C360, C260, and Naval Brass
C360 is free-machining brass, the famous one — its lead content makes it the most machinable metal there is, which is irrelevant to the laser but means it's often chosen when parts need both cut profiles and machined features. C260 (cartridge brass, 70/30) is the high-formability sheet grade used for deep-drawn and stamped parts; as sheet, it's a common laser candidate for decorative panels, gaskets, and hardware. Its higher zinc content means more fume. Naval brass (C464) adds a bit of tin for seawater corrosion resistance and shows up in marine hardware and fittings. All three cut similarly on the laser — the differences buyers care about (machinability, formability, corrosion resistance) come from alloy content that matters downstream, not at the cut. The constant across the family is that low and medium thickness cuts cleanly with nitrogen, edges are bright, and thick brass hits the reflectivity wall.

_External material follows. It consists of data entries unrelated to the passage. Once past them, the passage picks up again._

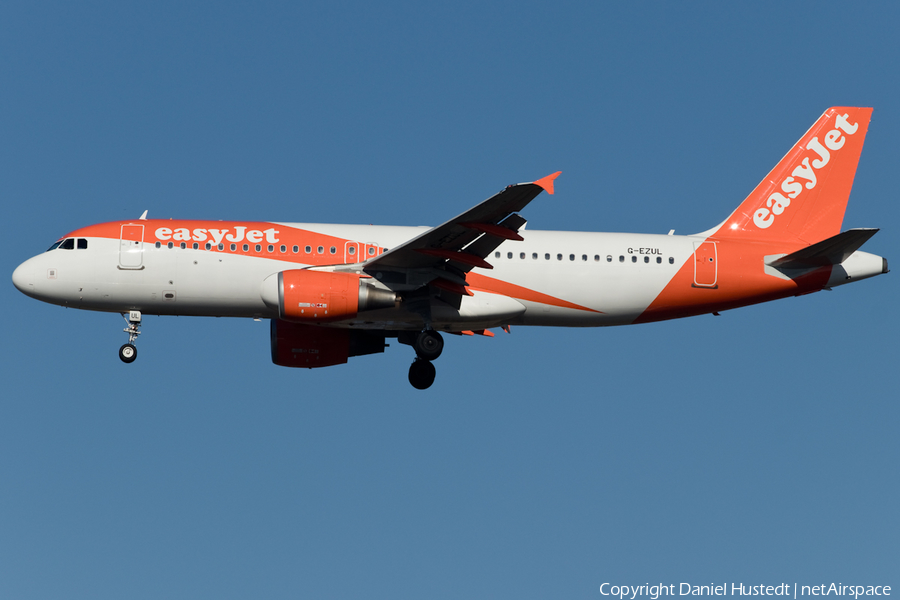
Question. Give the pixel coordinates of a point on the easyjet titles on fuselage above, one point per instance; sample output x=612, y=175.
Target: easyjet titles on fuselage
x=254, y=236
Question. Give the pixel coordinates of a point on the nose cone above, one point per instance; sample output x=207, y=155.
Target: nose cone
x=23, y=278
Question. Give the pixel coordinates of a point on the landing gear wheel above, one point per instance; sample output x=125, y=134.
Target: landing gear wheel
x=429, y=345
x=128, y=353
x=421, y=374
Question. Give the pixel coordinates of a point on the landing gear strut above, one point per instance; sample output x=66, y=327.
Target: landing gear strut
x=128, y=352
x=428, y=346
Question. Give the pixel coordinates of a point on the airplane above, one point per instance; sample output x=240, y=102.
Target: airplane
x=333, y=292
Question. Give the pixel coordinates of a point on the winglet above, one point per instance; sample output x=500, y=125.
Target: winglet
x=547, y=182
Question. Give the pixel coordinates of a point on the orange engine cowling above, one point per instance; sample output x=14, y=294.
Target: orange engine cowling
x=310, y=346
x=321, y=296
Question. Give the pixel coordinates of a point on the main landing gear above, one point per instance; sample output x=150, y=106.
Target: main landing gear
x=428, y=346
x=128, y=352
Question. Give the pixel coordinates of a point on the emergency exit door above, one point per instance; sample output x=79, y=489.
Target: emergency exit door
x=705, y=264
x=131, y=247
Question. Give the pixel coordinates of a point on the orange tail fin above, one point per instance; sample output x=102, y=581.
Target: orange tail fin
x=804, y=197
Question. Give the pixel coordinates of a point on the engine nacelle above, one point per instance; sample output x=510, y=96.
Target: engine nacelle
x=306, y=296
x=310, y=346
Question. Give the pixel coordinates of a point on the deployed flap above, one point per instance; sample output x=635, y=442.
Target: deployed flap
x=491, y=223
x=832, y=251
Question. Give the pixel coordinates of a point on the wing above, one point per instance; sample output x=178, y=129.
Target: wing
x=444, y=254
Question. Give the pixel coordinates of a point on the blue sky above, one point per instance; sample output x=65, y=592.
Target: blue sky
x=759, y=446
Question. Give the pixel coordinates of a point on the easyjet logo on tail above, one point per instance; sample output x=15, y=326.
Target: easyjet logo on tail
x=804, y=174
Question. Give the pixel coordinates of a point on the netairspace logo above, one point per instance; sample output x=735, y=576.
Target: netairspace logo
x=654, y=592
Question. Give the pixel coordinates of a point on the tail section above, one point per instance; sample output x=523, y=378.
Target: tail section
x=804, y=197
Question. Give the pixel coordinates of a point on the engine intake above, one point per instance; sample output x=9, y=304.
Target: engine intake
x=304, y=296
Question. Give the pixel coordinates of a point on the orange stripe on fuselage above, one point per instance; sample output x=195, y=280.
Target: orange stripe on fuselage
x=496, y=286
x=741, y=281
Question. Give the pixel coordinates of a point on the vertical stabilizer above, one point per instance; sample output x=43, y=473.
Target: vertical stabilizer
x=804, y=197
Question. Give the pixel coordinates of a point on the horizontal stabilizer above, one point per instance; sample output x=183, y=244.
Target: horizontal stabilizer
x=832, y=251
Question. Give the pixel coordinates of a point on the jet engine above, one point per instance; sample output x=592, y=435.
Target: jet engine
x=304, y=296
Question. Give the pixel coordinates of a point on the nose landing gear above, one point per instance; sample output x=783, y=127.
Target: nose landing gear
x=421, y=374
x=128, y=352
x=428, y=346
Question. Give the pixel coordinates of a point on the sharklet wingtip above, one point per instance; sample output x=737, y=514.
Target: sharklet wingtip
x=547, y=182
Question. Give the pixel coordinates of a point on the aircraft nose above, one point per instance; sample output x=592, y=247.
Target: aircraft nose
x=23, y=278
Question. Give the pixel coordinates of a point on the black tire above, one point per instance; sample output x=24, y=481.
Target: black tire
x=421, y=374
x=128, y=353
x=429, y=345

Edge Quality, Decorative Demand, and Honest Limits
Thin brass cuts to bright, clean edges with nitrogen assist, holding about ±0.1 mm — ideal for the decorative and architectural work that drives much brass demand: signage, escutcheons, lighting components, instrument parts, and trim. The gold color and clean laser edge make brass a favorite for visible parts where a crisp profile matters. The honest limit is thickness and reflectivity. Brass laser cutting is practical to roughly 6-8 mm on a strong fiber laser, with the clean range under 4-5 mm. Beyond that, the same conductivity and reflectivity issues that plague copper return, feeds slow, and dross appears. For thick brass parts — heavy valve bodies, substantial bar stock work — waterjet or machining is the better route. As with copper, a good shop will steer you off thick brass laser work rather than fight it.